Transformer Based Intelligent Virtual Assistant for Automated IT Helpdesk Resolution: A System Implementation and Comparative Evaluation Study

Liza Putri  Pagan; Maya Utami Dewi

doi:10.51903/3467pq60

Authors

Liza Putri Pagan Department of Information Technology, Faculty of Academic Studies, Universitas Sains dan Teknologi Komputer, Semarang, Indonesia 50192 Author https://orcid.org/0009-0002-1593-778X
Maya Utami Dewi Department of Information Technology, Faculty of Academic Studies, Universitas Sains dan Teknologi Komputer, Semarang, Indonesia 50192 Author https://orcid.org/0009-0009-4060-5067

DOI:

https://doi.org/10.51903/3467pq60

Keywords:

BERT, DistilBERT, intelligent virtual assistant, IT service management, natural language processing, RoBERTa, ticket classification, transformer

Abstract

Enterprise IT service management environments face mounting operational pressure as the volume and complexity of support requests increasingly exceed the capacity of conventional human operated helpdesk systems. This study addresses that challenge by designing, implementing, and evaluating a transformer based intelligent virtual assistant for automated IT helpdesk resolution within an enterprise ITSM workflow. Three pre-trained transformer architectures BERT, RoBERTa, and DistilBERT were fine tuned on a publicly available IT helpdesk ticket dataset; following preprocessing and removal of duplicate and incomplete records, 4,800 usable annotated instances were retained, spanning five intent categories: hardware failure, software malfunction, network connectivity, access management, and general inquiry. The system incorporates dual task inference combining intent classification with retrieval based response generation, governed by a confidence gated escalation mechanism that routes low confidence predictions to human agents. RoBERTa achieved the highest classification accuracy at 93.6% with a weighted F1-score of 0.934, while DistilBERT reduced inference latency by 45.8% relative to RoBERTa, offering a computationally efficient alternative for latency-constrained deployments. At the system level, the RoBERTa configuration attained a ticket deflection rate of 92.8% under offline evaluation conditions, confirming the operational viability of the proposed architecture for autonomous first-line incident resolution within the scope of the experimental setup reported here. These findings provide practitioners with empirically grounded, multi criteria guidance for transformer model selection in enterprise helpdesk deployment, and contribute a replicable integration architecture that bridges the gap between isolated model evaluation and production-representative ITSM implementation documented in prior literature.

References

[1] A. Zangari, M. Marcuzzo, M. Schiavinato, A. Gasparetto, and A. Albarelli, “Ticket automation: An insight into current research with applications to multi-level classification scenarios,” Expert Syst. Appl., vol. 225, p. 119984, Sep. 2023, doi: 10.1016/J.ESWA.2023.119984.

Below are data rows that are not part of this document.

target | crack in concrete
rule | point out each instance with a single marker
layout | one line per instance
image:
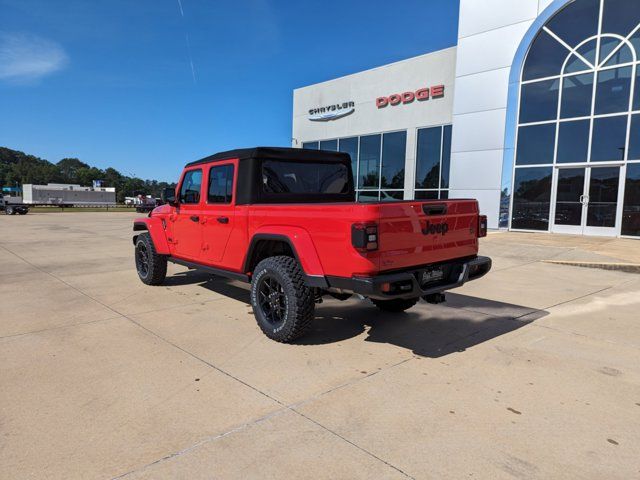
(211, 365)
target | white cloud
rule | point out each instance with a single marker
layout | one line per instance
(25, 57)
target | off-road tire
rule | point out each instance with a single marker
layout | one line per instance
(299, 302)
(156, 265)
(395, 305)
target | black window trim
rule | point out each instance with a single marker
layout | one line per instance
(233, 171)
(186, 172)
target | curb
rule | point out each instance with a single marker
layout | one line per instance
(620, 267)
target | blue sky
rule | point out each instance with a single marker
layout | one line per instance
(147, 85)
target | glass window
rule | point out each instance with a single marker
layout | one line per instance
(426, 195)
(608, 142)
(371, 196)
(588, 51)
(369, 161)
(394, 146)
(539, 101)
(577, 21)
(391, 196)
(634, 138)
(531, 198)
(635, 41)
(350, 146)
(636, 93)
(631, 209)
(622, 55)
(545, 57)
(573, 141)
(575, 64)
(446, 156)
(620, 16)
(613, 90)
(428, 157)
(536, 144)
(190, 189)
(331, 145)
(279, 176)
(221, 184)
(607, 44)
(577, 93)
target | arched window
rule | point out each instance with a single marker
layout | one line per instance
(578, 122)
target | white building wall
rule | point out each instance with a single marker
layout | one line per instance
(436, 68)
(489, 34)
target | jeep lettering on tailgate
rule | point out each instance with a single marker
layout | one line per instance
(286, 220)
(435, 228)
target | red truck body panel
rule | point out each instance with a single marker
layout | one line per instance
(318, 233)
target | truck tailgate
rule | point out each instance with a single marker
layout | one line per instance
(423, 232)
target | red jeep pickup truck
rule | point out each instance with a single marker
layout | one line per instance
(286, 220)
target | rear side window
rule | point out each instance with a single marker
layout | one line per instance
(221, 184)
(190, 189)
(281, 177)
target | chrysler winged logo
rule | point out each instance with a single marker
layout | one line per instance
(435, 228)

[2] H. Zhang and M. O. Shafiq, “Survey of transformers and towards ensemble learning using transformers for natural language processing,” Journal of Big Data 2024 11:1, vol. 11, no. 1, pp. 25-, Feb. 2024, doi: 10.1186/S40537-023-00842-0.

[3] J. Devlin, M.-W. Chang, K. Lee, K. T. Google, and A. I. Language, “BERT: Pre-training of Deep Bidirectional Transformers for Language Understanding,” Proceedings of the 2019 Conference of the North, pp. 4171–4186, 2019, doi: 10.18653/V1/N19-1423.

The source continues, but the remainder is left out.